India’s GDP growth could also see an impact from rising crude oil prices. “A sustained increase from the current levels would weigh on India Inc’s profitability and portend a downward revision in our GDP growth projections of 6.2 percent for the fiscal,” said ICRA.
Sectors impacted by rising crude
Downstream OMCs: Marketing margins for Indian downstream companies may moderate to Rs 6-8/litre for diesel and petrol, as per ICRA. Oil marketing companies (OMCs) often come under pressure as their input costs increase, but they may not be able to fully pass on the hike to consumers due to pricing regulations or demand concerns, impacting their profit margins.
Stocks impacted: HPCL, BPCL, IOC
Upstream OMCs: Oil exploration companies, such as ONGC and Oil India, may benefit from higher crude oil prices as they earn more per barrel produced while their costs remain largely fixed, therefore assisting profitability.
Stocks impacted: ONGC, Oil India
Paints: Crude oil prices affect the decorative paint business more than any other because it is a raw material-intensive industry.

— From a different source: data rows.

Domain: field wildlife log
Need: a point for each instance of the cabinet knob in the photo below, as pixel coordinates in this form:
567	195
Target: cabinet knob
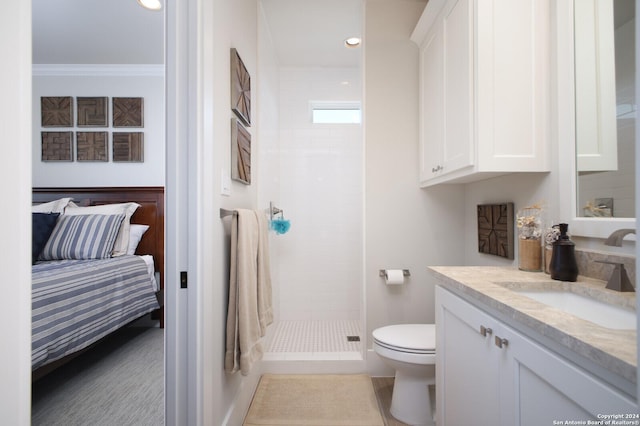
500	342
485	331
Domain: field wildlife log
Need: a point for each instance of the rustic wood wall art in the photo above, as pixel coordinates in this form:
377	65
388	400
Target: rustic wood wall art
91	146
57	146
128	147
495	229
240	89
128	112
240	152
92	112
56	111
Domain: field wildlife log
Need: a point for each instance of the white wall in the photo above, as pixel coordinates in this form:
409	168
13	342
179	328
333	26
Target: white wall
406	227
15	171
268	101
110	81
321	192
225	24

The manufacture of paint requires more than 300 items, most being petroleum-based. Raw material accounts for 55-60 percent of input costs and directly impacts gross margins.

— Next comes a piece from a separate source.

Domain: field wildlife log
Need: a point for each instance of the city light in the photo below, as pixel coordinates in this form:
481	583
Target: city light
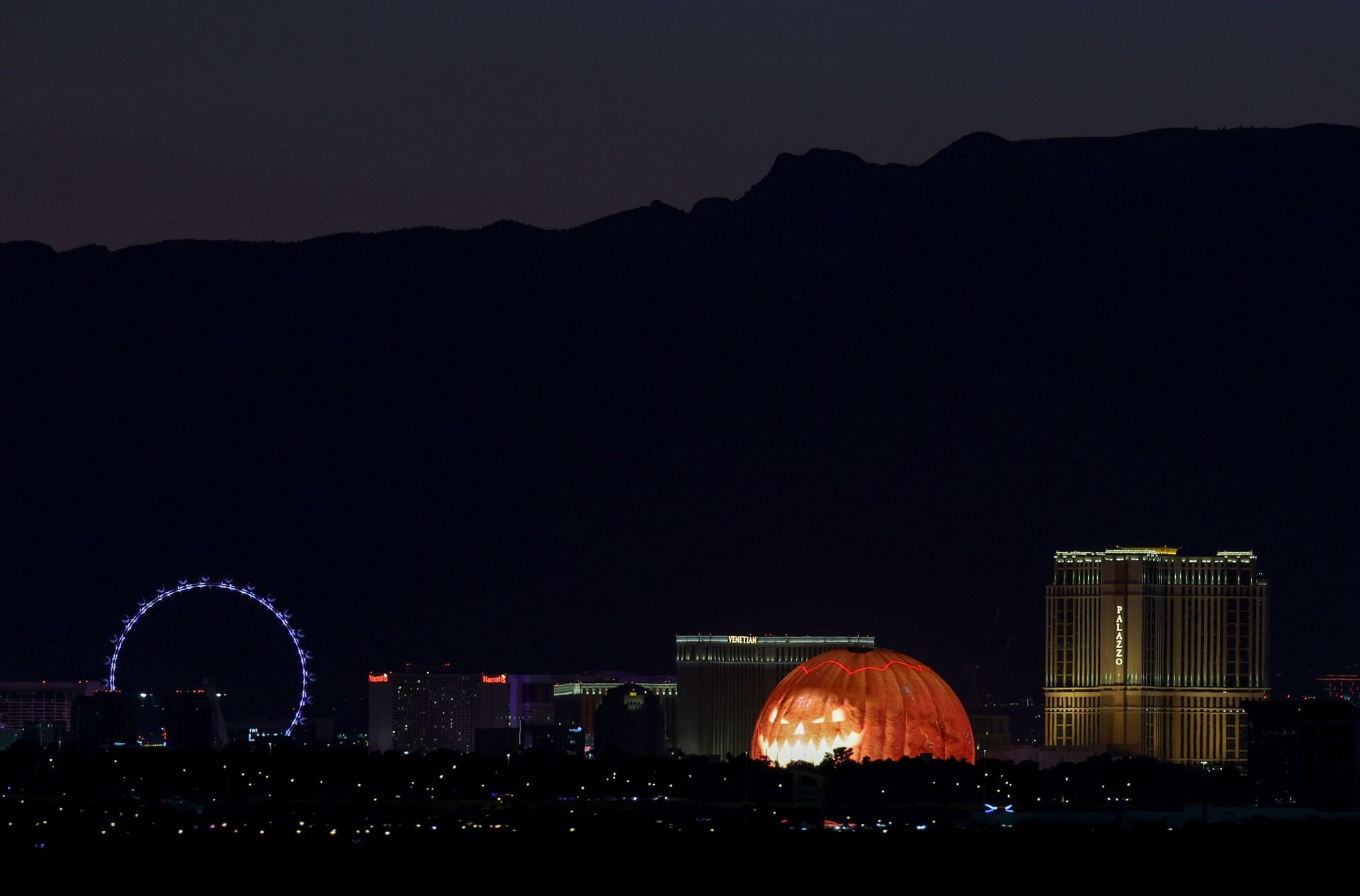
225	585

Stocks impacted: Asian Paints, Berger Paints, Kansai Nerolac
Tyres: Brent crude is also a major source of synthetic rubber and other petrochemical products used in tyre manufacturing. As crude oil prices rise, the cost of these raw materials rises, increasing production costs for tyre companies.
Stocks impacted: MRF, CEAT, JK Tyres, Apollo Tyres
LNG prices will also soar
Not just that of crude oil, but prices of LPG would also see an uptick. Since 2023, gas prices had fallen as crude oil prices had softened amid tariff tensions and increase in output announced by the OPEC+ nations. Here’s a look at a sectoral impact of rising LPG prices.

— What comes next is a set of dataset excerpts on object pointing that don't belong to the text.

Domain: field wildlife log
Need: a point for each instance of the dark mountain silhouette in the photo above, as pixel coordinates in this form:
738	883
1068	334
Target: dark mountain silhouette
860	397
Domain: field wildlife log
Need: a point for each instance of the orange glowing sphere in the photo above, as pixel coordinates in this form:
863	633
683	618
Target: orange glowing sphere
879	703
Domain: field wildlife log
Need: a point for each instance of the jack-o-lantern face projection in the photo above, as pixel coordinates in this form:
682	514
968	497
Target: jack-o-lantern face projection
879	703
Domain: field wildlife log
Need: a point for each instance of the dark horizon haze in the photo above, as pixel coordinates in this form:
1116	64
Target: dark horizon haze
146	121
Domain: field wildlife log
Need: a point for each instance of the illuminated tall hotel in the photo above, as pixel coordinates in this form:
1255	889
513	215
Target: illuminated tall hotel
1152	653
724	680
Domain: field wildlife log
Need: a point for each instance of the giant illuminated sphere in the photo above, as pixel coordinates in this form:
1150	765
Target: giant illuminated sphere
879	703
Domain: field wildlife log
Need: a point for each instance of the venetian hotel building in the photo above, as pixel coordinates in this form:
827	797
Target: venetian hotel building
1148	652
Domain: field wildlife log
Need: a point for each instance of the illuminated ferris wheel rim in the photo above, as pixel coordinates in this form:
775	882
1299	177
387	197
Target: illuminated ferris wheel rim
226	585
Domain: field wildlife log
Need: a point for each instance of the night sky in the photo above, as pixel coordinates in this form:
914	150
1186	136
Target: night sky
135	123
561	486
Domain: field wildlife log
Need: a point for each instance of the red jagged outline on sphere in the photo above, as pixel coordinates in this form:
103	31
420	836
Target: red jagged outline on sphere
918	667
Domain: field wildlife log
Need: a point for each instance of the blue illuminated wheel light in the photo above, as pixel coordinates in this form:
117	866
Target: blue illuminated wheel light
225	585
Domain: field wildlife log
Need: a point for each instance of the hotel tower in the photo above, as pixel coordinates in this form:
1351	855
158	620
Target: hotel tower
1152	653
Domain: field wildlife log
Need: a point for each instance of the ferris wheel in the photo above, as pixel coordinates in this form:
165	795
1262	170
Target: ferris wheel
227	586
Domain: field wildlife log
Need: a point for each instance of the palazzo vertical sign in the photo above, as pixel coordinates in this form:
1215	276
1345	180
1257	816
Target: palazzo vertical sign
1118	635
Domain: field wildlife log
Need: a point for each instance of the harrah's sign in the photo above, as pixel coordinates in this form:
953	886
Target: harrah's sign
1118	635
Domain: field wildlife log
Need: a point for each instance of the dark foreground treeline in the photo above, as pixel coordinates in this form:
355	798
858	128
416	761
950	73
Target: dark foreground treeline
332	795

Power: The plant load factor for any gas-based power plant will be subdued due to limited domestic gas availability and the reluctance of discoms to buy expensive LNG-based power, according to ICRA. Any further rise in LNG prices will just worsen the competitiveness of gas-based power when compared to other sources of generation.
Stocks impacted: Petronet LNG Ltd, GAIL (India) Limited, Adani Total Gas
City Gas Distribution: An increase in LNG prices will hurt the competitiveness of CGD firms and reverse the gains from the price moderation seen in June 2025.
Stocks impacted: Mahangar Gas, Indraprastha Gas
Fertilisers: It may increase in subsidy requirements for urea manufacturers as gas costs will be passed through to the end-user. “Ammonia prices may rise as gas remains a key input and impacts profitability of Phosphatic & Potassic (P&K) fertiliser players unless subsidy corrections are made in such a scenario,” added ICRA.
Stocks impacted: Coromandel International, Chambal Fertilisers, Travancore Fertilisers
Industrial firms: Refineries may shift to using liquid fuels as was the case after the Russia-Ukraine crisis. Petrochemical players using Natural Gas Liquids (NGLs) as feedstock may face significant headwinds amid already weak polymer margins.